On 11/02/2017 06:20 AM, Cedric Bosdonnat wrote:
Hi all,
I'm investigating a crash in the storage driver, and it seems the solution
is not as obvious as I wanted it.
Basically what happens is that libvirtd crashes due to the pool refresh thread
clearing the list of pool volumes while someone is adding a new volume. Here
is the valgrind log I have for that:
http://paste.opensuse.org/58733866
What version of libvirt? Your line numbers don't match up with current
HEAD.
I tried adding a call to virStoragePoolObjLock() in the
virStorageVolPoolRefreshThread(), since the storageVolCreateXML()
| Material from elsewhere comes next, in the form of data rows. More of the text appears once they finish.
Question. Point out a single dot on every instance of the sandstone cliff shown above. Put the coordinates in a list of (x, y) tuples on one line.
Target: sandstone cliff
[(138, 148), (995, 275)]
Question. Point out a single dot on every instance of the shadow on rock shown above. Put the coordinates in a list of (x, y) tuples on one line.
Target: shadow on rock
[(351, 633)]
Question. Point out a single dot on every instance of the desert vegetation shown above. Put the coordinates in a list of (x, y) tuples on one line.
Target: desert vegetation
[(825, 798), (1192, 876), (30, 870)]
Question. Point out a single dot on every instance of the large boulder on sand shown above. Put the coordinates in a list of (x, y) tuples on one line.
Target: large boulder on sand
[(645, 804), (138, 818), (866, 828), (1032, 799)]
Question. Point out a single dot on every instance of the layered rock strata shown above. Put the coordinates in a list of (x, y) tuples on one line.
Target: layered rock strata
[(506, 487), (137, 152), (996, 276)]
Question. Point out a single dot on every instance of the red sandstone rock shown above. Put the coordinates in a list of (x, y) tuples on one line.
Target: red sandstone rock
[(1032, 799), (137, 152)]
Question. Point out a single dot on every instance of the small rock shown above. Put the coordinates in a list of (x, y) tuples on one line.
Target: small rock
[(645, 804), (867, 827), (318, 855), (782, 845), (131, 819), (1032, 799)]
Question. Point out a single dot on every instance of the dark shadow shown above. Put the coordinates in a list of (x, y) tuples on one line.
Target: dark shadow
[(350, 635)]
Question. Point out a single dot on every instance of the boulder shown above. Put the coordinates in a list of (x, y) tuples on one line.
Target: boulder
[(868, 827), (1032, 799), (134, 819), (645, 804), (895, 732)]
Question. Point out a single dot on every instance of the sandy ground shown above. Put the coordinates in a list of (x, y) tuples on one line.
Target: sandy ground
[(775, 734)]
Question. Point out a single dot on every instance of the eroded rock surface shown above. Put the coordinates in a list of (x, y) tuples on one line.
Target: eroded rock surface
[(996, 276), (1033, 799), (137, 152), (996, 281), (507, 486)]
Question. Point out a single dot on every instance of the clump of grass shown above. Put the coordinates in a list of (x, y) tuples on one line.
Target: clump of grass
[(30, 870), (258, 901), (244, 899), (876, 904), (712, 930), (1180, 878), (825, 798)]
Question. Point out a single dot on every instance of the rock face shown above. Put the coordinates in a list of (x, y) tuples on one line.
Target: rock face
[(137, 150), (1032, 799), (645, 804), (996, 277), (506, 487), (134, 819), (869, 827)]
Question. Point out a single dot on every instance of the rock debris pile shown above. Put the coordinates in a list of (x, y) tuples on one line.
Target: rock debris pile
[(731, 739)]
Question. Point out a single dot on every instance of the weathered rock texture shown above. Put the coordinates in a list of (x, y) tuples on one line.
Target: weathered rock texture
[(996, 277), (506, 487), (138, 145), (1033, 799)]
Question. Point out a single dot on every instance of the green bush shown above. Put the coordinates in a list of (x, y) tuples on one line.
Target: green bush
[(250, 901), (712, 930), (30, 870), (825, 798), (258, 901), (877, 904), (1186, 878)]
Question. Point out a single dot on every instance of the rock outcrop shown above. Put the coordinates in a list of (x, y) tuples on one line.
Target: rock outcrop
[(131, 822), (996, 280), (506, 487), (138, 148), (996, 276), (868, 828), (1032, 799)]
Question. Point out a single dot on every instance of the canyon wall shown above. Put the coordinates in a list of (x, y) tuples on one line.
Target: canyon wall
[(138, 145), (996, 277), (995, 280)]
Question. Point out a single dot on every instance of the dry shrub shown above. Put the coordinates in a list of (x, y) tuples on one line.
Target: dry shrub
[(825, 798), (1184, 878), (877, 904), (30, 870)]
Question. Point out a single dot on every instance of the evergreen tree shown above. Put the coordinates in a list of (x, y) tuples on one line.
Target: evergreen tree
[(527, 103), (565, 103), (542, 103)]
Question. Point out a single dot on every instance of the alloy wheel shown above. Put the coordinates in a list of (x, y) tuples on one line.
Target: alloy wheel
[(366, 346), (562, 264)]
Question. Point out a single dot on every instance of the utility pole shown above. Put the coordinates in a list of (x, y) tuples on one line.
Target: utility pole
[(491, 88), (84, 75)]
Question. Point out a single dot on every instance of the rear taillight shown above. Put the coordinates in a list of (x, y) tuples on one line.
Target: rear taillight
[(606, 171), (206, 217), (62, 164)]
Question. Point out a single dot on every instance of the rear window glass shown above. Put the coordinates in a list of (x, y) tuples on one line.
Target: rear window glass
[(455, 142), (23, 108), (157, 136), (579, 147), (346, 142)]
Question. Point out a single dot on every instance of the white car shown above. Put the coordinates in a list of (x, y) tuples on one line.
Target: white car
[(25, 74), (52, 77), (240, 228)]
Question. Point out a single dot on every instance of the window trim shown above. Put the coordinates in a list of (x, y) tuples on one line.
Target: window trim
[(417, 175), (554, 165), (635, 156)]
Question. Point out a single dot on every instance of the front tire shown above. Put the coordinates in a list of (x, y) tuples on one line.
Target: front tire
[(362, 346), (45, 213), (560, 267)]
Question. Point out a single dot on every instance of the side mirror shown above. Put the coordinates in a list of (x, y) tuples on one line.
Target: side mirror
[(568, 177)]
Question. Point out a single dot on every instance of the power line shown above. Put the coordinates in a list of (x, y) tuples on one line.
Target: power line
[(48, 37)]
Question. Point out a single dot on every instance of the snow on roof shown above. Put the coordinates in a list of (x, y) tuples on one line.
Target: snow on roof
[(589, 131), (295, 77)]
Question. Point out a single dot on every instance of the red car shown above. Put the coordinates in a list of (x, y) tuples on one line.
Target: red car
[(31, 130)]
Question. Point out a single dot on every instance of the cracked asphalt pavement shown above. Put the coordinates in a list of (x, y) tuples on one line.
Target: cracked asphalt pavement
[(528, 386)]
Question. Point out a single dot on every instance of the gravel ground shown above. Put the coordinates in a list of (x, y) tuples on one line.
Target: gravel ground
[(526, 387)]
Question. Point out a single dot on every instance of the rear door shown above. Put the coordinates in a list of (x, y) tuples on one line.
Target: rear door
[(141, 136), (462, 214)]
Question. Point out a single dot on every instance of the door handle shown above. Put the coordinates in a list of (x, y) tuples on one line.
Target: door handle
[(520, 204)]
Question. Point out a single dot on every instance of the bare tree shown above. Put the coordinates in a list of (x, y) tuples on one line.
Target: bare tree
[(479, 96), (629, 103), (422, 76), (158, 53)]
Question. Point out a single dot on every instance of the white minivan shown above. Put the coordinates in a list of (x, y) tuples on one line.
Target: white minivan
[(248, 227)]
appears to have it, but I'm getting a dead lock. Here are the waiting
threads I got from gdb:
virStoragePoolObjFindByName returns a locked pool obj, so not sure
where/why you added this...
http://paste.opensuse.org/45961070
Any idea what would be a proper fix for that? My vision of the storage
drivers locks is too limited it seems ;)
From just a quick look...
The virStorageVolPoolRefreshThread will take storageDriverLock, get a
locked pool object (virStoragePoolObjFindByName), clear out the pool,
add back volumes that it knows about, unlock the pool object, and call
storageDriverUnlock.
If you were adding a new pool... You'd take storageDriverLock, then
eventually virStoragePoolObjAssignDef would be called and the pool's
object lock taken and unlocked, and returns a locked pool object which
gets later unlocked in cleanup, followd by a storageDriverUnlock.
If you're adding a new volume object, you'd get a locked pool object via
virStoragePoolObjFromStoragePool, then if building, that lock gets
dropped after increasing the async job count and setting the building
flag, the volume is built, then the object lock retaken while
temporarily holding the storageDriverLock, the async job count gets
decremented and the building flag cleared, eventually we fall into
cleanup with unlocks the pool again.
So how to fix - well seems to me the storageDriverLock in VolCreateXML
may be the way since the refresh thread takes the driver lock first,
then the pool object second. Perhaps even like the build code where it
takes it temporarily while getting the pool object. I'd have to think a
bit more about though. Still might be something to try since the Vol
Refresh thread takes it while running...
John
Not related to this problem per se, but what may help even more is if I
can get the storage driver usage of a common object model patches
completely reviewed, but that's a different problem ;-)... I'll have to
go look and see if I may have fixed this there. The newer model uses
hash tables, RW locks, and reduces the storage driver hammer lock, but
this one condition may not have been addressed.